A simple prescription for sub-human sickness of terrorism

COFFEE WITH WARREN, with Warren Harbeck
Cochrane Eagle, November 26, 2015

“My parents healed me with the best medicine there is: they loved me.” —Roland Rollinmud, Morley

Since that fateful Friday the 13th in Paris, it won’t surprise any of you that nearly every coffee conversation I’ve had has turned to how we should respond to terrorism’s recent assaults on humanity.

Cochrane artist RICK DUCOMMUN began my latest round of thinking on this with his views on information, misinformation, and disinformation.

An investment consultant by profession, Rick notes how easily people can make the wrong decisions by believing everything they read and hear. We are being overwhelmed with all kinds of information, he says, but we are not very good at discerning the good from the bad. And too often we make our most important decisions based on the bad – on disinformation spread by those with a vested interest in the outcome.

I have to agree, and among the purveyors of such disinformation are the hatemongers in our society who want us to do exactly what the evil Emperor of Star Wars wanted Luke Skywalker to do when he taunted him: “Let the hate flow through you!”

And like Luke, we can choose to say, “Never!”

But just how are we to respond to this plague of terrorism, especially in a world of competing world views in which we are prompted to take revenge against all the wrong people – especially right now, pitting non-Muslim against Muslim? Several of our readers, leaders in their respective religious traditions, have offered their opinions.

IMAM SYED SOHARWARDY is the founder of Muslims Against Terrorism and chair of the Al-Madinah Calgary Islamic Assembly. Their mosque was broken into while he was outside City Hall taking part in a candlelight vigil on behalf of the victims of the Paris attacks. He writes:

“I think the Canadian people must be smart enough not to get into the trap of these terrorists. This is what the terrorists want. Instead of dividing ourselves, we must unite on this: that we are all peace-loving, civilized people, and that we stand together against racism, discrimination, violence and terrorism.  If we unite against terrorism, I am sure the terrorists will be defeated. If we divide ourselves, I am sure the terrorists will win.”

RON ROLHEISER, Catholic scholar, author, and popular visitor to Cochrane, writes:

“Terrorist attacks, like the recent ones in Paris and Mali, call for more, not less, sympathy for true Muslims. It's time to establish a greater solidarity with Islam, notwithstanding extremist terrorism. We are both part of the same family: We have the same God, suffer the same anxieties, are subject to the same mortality, and will share the same heaven. Muslims more than ever need our understanding, sympathy, support, and fellowship in faith.”

ZABI BEHIN, acclaimed engineer and former Cochrane resident, was back in town briefly this past weekend.
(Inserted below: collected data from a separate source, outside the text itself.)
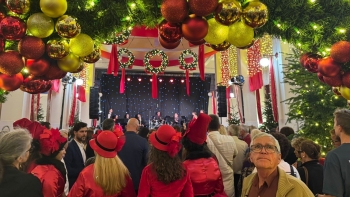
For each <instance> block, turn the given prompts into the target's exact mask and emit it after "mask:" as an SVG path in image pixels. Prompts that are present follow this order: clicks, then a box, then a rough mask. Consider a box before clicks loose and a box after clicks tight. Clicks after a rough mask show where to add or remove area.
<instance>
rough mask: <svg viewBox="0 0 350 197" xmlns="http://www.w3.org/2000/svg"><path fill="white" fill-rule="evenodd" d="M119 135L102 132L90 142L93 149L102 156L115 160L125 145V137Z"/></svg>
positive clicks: (115, 133)
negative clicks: (122, 148)
mask: <svg viewBox="0 0 350 197" xmlns="http://www.w3.org/2000/svg"><path fill="white" fill-rule="evenodd" d="M118 135H119V133H117V132H111V131H102V132H100V133H98V134H97V136H95V138H94V139H92V140H90V142H89V143H90V146H91V148H92V149H93V150H94V151H96V152H97V153H98V154H99V155H100V156H102V157H105V158H113V157H115V156H116V155H117V152H118V151H120V150H121V149H122V147H123V145H124V144H125V136H124V135H122V136H118Z"/></svg>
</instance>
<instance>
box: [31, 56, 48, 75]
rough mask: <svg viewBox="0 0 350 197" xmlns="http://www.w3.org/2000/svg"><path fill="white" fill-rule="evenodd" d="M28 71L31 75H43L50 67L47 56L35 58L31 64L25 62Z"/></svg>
mask: <svg viewBox="0 0 350 197" xmlns="http://www.w3.org/2000/svg"><path fill="white" fill-rule="evenodd" d="M27 68H28V70H29V73H30V74H31V75H33V76H36V77H40V76H43V75H45V74H46V73H47V72H48V71H49V68H50V62H49V60H48V59H47V58H45V57H43V58H40V59H37V60H35V61H34V62H33V63H31V64H27Z"/></svg>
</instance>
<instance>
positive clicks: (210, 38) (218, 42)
mask: <svg viewBox="0 0 350 197" xmlns="http://www.w3.org/2000/svg"><path fill="white" fill-rule="evenodd" d="M227 36H228V26H225V25H222V24H221V23H219V22H217V21H216V20H215V19H214V18H212V19H209V20H208V33H207V35H206V36H205V37H204V40H205V41H206V42H207V43H209V44H214V45H216V44H221V43H223V42H224V41H225V40H226V39H227Z"/></svg>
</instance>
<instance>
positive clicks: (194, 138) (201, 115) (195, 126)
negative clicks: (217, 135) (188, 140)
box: [184, 113, 211, 145]
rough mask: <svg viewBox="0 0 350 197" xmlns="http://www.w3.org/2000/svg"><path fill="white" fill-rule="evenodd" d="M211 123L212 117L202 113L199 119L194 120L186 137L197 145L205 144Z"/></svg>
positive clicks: (191, 121) (190, 123)
mask: <svg viewBox="0 0 350 197" xmlns="http://www.w3.org/2000/svg"><path fill="white" fill-rule="evenodd" d="M210 121H211V117H210V116H209V115H207V114H204V113H201V114H199V116H198V118H197V119H195V120H192V121H191V122H190V123H189V125H188V129H187V131H186V133H185V134H184V137H185V136H187V138H188V139H189V140H190V141H191V142H193V143H195V144H200V145H201V144H204V142H205V141H206V140H207V131H208V125H209V123H210Z"/></svg>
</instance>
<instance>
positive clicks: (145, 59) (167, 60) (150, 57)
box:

A deeply committed member of the Baha’i faith, he said to me over coffee:

“When you consider the oneness of humanity – and by extension, the oneness of religion (we are all children of the one God and bear His image) – who are we to do such terrible things against each other in the name of God?”

“We are human beings precisely because we bear the image of God.”

SHAUL OSADCHEY, a frequent contributor to these columns, is senior rabbi at Calgary’s Beth Tzedec synagogue. In his sermon the day after the terrorist attacks in Paris, he pointed a finger at ideological extremism:

“Where religious absolutism prevails, human degradation and suffering soon follow, as exemplified by the Paris attacks,” he said. “Religion, properly reflective of a loving and just God, beckons us to moderation so that we can navigate through life guided by the values of truth, honesty, respect, justice and compassion.

“Our mission is captured in the words of the psalmist: ‘I will not die; I will live, and proclaim the works of the Lord.’ It is our obligation to preserve the memory of the victims of terrorism by actively replacing hatred with trust, prejudice and ignorance with religious literacy; and self-righteousness with uplifting the divine image implanted in every human being.”

ROLAND ROLLINMUD, heritage artist and Elder among the Stoney Nakoda Nation at Morley, shares with us a lesson he learned in response to the cultural terrorism of his residential school days:

“Ahoîpabisîch, they disrespected us,” he said about the residential system. But he found his relief from such disrespect on weekends when he was allowed to go home.

“My parents healed me with the best medicine there is,” he says. “They loved me!”

And in that simple prescription of love, can we not also find a response to the sickness of terrorism that is worthy of our identity as human beings bearing God’s image?